The bill looked to protect Nigerian women from the violence and provide them with the same marital rights as their male counterparts including the rights of widows to inherit their husband's property.
The bill was introduced by Senator Abiodun Olujimi but did not pass a second reading as opponents rejected it as an attack on religious beliefs and the Nigerian constitution, reports Quartz.
Overtly incorporating parts of the UN Convention on the Elimination of All Forms of Discrimination Against Women, the bill declared that women "shall not be subjected to inhuman, humiliating or degrading treatment" and "shall have the right to an equitable share in the inheritance of the property of her husband."
It detailed how women should have the right to fully participate in political activities including the right to vote and be eligible for all publicly elected offices without any restrictions.
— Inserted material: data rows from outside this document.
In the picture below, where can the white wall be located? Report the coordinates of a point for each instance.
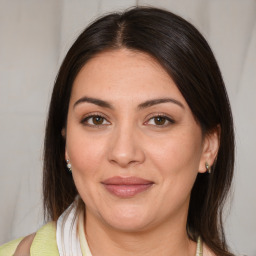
(34, 37)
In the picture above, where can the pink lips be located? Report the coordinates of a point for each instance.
(126, 187)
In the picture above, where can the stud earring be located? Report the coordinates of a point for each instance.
(69, 165)
(208, 167)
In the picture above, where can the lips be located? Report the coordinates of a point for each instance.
(126, 187)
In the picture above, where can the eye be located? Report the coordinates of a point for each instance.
(160, 120)
(95, 120)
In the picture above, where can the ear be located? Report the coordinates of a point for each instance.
(211, 145)
(63, 133)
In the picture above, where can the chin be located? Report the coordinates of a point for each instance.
(128, 220)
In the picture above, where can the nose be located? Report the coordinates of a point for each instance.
(125, 147)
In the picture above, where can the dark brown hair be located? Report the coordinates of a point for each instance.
(186, 56)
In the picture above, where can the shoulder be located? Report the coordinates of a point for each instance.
(10, 247)
(44, 242)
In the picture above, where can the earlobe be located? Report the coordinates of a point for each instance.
(210, 150)
(63, 133)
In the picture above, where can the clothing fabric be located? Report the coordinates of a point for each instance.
(64, 238)
(43, 244)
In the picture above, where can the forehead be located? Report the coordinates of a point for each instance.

One Senate opponent quoted the Bible in a speech declaring his aversion.
A Muslim senator told the BBC that in Islam, women get a half of men's share in inheritance and it is unacceptable to change this.
Various Rights Activists have come out to condemn this decision by the Nigeria Senate stating that the bill was a good instrument and that it would protect women's equality in marriage, inheritance and education.
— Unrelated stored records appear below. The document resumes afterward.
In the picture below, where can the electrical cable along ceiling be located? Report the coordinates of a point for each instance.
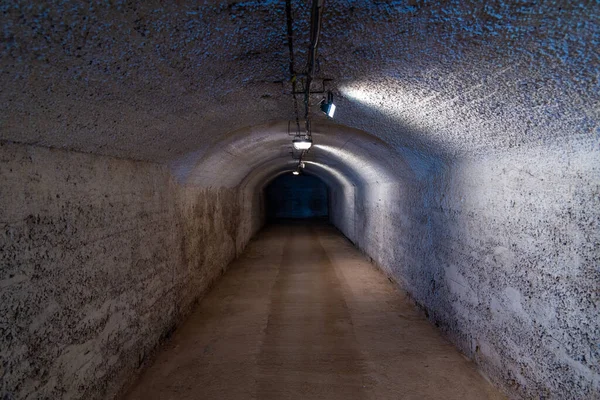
(168, 82)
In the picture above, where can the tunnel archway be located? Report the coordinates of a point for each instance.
(303, 196)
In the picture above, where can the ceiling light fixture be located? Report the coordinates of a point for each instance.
(302, 143)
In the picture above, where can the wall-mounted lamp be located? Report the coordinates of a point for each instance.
(327, 105)
(302, 143)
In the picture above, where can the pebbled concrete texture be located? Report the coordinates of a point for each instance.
(501, 252)
(101, 259)
(156, 81)
(445, 111)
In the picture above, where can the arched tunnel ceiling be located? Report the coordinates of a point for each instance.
(344, 154)
(157, 80)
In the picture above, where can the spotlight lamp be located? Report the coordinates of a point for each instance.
(302, 143)
(327, 105)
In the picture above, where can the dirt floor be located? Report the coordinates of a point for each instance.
(303, 315)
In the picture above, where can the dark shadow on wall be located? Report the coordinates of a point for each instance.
(296, 197)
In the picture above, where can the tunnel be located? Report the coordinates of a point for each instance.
(330, 199)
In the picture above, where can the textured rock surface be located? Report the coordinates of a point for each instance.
(476, 186)
(154, 80)
(502, 253)
(101, 259)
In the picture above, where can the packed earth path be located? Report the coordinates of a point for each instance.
(302, 314)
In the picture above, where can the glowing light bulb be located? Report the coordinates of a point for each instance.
(302, 144)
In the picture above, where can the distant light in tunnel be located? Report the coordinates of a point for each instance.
(302, 144)
(327, 106)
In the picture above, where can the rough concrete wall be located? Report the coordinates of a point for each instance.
(341, 209)
(100, 259)
(252, 215)
(502, 253)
Human rights activist Bukky Shonibare says it was a sad day for Nigerian women.
"It shows how backward we are and how much we want to hold on to our lopsided religious and cultural beliefs," she told the BBC's Focus on Africa radio programme.
It is unfortunate that some men who see the emancipation of women as a threat are the ones being trusted with making laws and order, she added.
But some lawmakers voiced opposition, saying the Gender and Equal Opportunity Bill is not compatible with Nigerian culture and religious beliefs.
Others said the constitution already recognizes the rights of everyone.